Blacks, Asians and people from ethnic minorities are four times more likely to get the disease [que les autres], and twice as likely to be a lasting disease, he said. Have we planned additional screenings? Heart investigations to see if anyone has a problem? I can’t get my hair cut until mid-July, but can I end up in a penalty area with nineteen others and jump to make a head? I don’t know how it works. No one could answer my questions – not because they couldn’t, [mais] because they didn’t have the information.

Deeney did not think only of the risks he faced personally, but above all, in fact, of the risks he would take to his last child, who is five months old and suffers from respiratory problems.

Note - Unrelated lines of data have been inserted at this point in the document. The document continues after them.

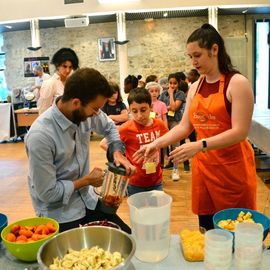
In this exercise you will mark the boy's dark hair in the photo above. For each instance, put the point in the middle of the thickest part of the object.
(63, 55)
(116, 89)
(183, 86)
(207, 36)
(86, 84)
(139, 95)
(133, 80)
(181, 75)
(175, 76)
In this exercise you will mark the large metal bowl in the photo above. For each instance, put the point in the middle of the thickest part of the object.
(108, 238)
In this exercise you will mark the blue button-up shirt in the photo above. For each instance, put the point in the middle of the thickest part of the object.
(58, 152)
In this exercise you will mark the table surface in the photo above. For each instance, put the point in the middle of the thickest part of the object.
(174, 261)
(27, 110)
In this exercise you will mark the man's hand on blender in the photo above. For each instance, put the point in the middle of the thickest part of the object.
(120, 159)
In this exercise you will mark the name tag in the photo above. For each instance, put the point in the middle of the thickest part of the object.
(152, 115)
(171, 113)
(150, 167)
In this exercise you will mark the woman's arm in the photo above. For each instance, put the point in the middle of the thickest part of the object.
(240, 94)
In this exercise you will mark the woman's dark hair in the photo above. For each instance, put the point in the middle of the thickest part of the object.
(116, 89)
(86, 84)
(139, 95)
(183, 86)
(151, 78)
(63, 55)
(131, 82)
(207, 36)
(181, 75)
(175, 76)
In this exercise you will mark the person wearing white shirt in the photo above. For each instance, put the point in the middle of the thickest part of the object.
(65, 61)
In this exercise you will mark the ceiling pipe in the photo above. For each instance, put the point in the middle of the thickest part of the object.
(34, 27)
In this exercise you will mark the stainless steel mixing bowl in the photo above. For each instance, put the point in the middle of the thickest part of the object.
(108, 238)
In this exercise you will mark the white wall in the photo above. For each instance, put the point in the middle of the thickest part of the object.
(26, 9)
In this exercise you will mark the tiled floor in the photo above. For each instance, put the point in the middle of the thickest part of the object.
(16, 203)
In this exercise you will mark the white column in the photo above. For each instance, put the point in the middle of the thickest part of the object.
(213, 16)
(122, 51)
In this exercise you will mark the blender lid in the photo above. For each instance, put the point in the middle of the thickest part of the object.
(117, 170)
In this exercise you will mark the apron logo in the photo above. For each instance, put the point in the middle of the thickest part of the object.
(203, 117)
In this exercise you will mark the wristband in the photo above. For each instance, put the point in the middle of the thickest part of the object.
(204, 143)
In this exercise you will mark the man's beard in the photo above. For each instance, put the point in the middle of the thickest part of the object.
(78, 117)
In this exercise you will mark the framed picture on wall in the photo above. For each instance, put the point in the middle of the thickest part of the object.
(106, 49)
(31, 62)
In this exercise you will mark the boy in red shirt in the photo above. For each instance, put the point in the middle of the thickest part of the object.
(137, 132)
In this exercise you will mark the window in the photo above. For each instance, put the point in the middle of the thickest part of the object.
(262, 60)
(3, 85)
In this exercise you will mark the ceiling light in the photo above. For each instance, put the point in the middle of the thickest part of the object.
(107, 2)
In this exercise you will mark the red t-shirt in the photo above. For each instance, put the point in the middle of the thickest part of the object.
(134, 136)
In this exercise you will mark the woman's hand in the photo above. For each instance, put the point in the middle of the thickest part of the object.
(185, 151)
(95, 177)
(146, 153)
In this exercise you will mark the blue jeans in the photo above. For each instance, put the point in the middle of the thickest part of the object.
(131, 189)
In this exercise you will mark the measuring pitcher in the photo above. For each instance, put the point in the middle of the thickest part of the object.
(150, 223)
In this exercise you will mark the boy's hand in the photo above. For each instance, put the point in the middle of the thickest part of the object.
(120, 159)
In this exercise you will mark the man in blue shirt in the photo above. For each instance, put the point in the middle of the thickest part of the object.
(57, 146)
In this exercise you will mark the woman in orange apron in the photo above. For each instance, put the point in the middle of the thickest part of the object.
(219, 107)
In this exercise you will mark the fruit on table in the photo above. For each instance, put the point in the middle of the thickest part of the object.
(28, 234)
(192, 245)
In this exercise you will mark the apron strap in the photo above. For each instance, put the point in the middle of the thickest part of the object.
(221, 83)
(200, 84)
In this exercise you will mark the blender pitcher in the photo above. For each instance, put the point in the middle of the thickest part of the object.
(113, 188)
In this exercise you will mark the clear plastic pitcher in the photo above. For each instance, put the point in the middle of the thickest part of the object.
(150, 223)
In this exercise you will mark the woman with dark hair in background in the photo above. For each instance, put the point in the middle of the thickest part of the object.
(131, 82)
(219, 107)
(115, 107)
(65, 60)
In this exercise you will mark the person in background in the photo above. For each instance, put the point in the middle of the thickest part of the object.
(57, 147)
(141, 84)
(164, 84)
(40, 78)
(131, 82)
(181, 75)
(115, 107)
(193, 76)
(151, 78)
(159, 110)
(65, 60)
(173, 98)
(139, 131)
(219, 107)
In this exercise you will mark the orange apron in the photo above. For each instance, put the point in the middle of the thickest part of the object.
(223, 178)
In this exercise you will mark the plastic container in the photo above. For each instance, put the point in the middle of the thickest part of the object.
(113, 188)
(218, 249)
(150, 223)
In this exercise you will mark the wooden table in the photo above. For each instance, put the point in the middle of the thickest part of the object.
(25, 116)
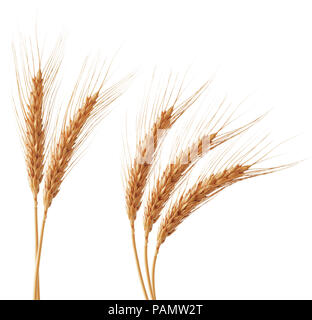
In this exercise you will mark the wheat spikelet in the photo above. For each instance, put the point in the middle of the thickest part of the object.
(36, 88)
(36, 85)
(182, 164)
(82, 115)
(168, 110)
(92, 109)
(238, 167)
(196, 196)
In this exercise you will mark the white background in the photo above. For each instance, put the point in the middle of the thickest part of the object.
(254, 240)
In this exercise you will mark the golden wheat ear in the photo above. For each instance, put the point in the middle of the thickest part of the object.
(167, 107)
(36, 91)
(224, 171)
(88, 105)
(36, 86)
(183, 161)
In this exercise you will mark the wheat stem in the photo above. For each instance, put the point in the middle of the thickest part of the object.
(39, 253)
(147, 268)
(137, 261)
(37, 289)
(153, 271)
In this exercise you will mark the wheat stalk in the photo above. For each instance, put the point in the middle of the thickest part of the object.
(201, 192)
(176, 171)
(170, 109)
(35, 91)
(87, 112)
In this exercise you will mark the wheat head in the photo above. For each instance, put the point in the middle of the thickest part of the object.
(147, 148)
(175, 172)
(36, 87)
(92, 108)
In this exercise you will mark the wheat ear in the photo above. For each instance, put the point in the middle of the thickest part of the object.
(201, 192)
(91, 107)
(176, 171)
(35, 90)
(146, 152)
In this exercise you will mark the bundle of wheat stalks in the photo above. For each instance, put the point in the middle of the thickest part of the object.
(50, 151)
(223, 170)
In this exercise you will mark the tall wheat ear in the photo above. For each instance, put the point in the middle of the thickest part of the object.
(225, 170)
(88, 105)
(36, 88)
(167, 107)
(211, 135)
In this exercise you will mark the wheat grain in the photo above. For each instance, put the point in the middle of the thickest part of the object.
(146, 151)
(81, 116)
(36, 86)
(204, 190)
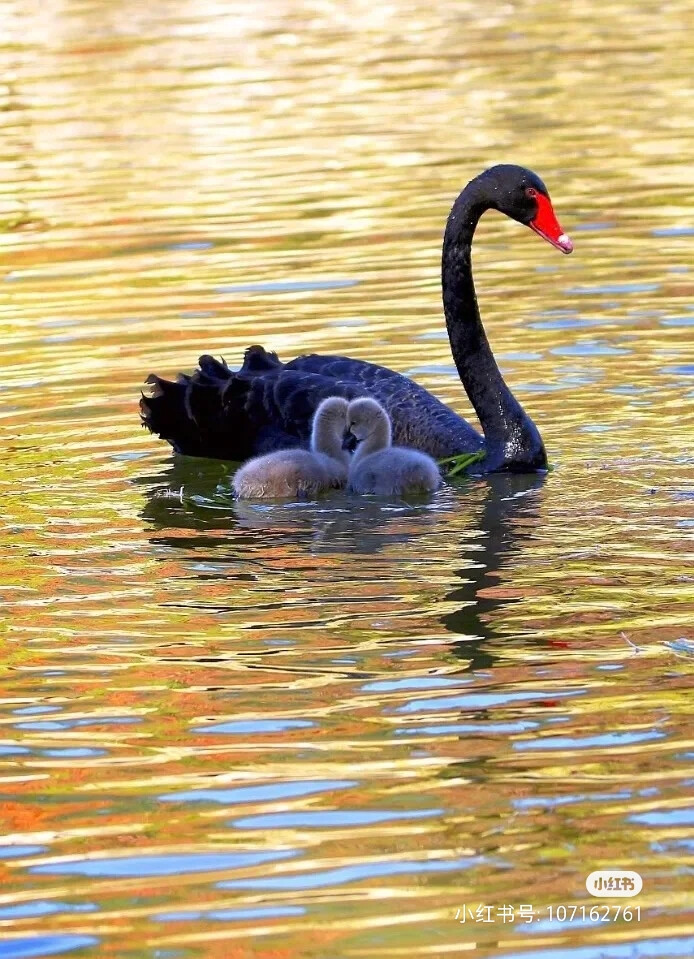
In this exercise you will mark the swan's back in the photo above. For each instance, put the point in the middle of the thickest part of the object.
(394, 471)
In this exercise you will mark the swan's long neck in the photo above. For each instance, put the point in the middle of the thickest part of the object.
(507, 428)
(377, 439)
(326, 436)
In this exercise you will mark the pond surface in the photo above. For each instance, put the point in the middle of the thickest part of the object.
(338, 729)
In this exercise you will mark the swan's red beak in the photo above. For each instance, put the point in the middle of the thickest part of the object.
(547, 226)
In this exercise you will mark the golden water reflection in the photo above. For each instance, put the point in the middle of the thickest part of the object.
(322, 730)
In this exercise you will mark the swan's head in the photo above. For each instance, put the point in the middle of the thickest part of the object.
(366, 420)
(521, 194)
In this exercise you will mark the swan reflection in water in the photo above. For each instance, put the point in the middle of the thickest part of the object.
(483, 523)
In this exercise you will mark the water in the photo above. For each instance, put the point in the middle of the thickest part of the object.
(330, 729)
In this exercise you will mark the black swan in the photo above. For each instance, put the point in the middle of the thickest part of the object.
(377, 466)
(268, 405)
(295, 472)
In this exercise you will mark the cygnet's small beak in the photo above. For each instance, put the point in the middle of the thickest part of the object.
(349, 441)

And, judging by the first reactions in the world of football, he will not lack support. A little over a week ago, Manchester United manager Ole-Gunnar Solskjaer was able to say that none of his players would be forced to take against his will, and that if one of them wished not do so, he would not be held accountable.

So, yes, training has resumed in the Premier League, some form of training anyway. A first step was taken towards recovery, but with reluctance. Let the slightest obstacle appear, and this reluctance could turn into refusal, the reserves into rebellion. However, we learned last night that six of the 748 players and members of their coaching staff who had been tested as part of the PL recovery program had given positive results. Their identity is and will remain unknown; we just know that they are affiliated with three clubs and that they will have to remain in quarantine for a week, in accordance with the protocol of public health in Great Britain. The return journey will be long and arduous.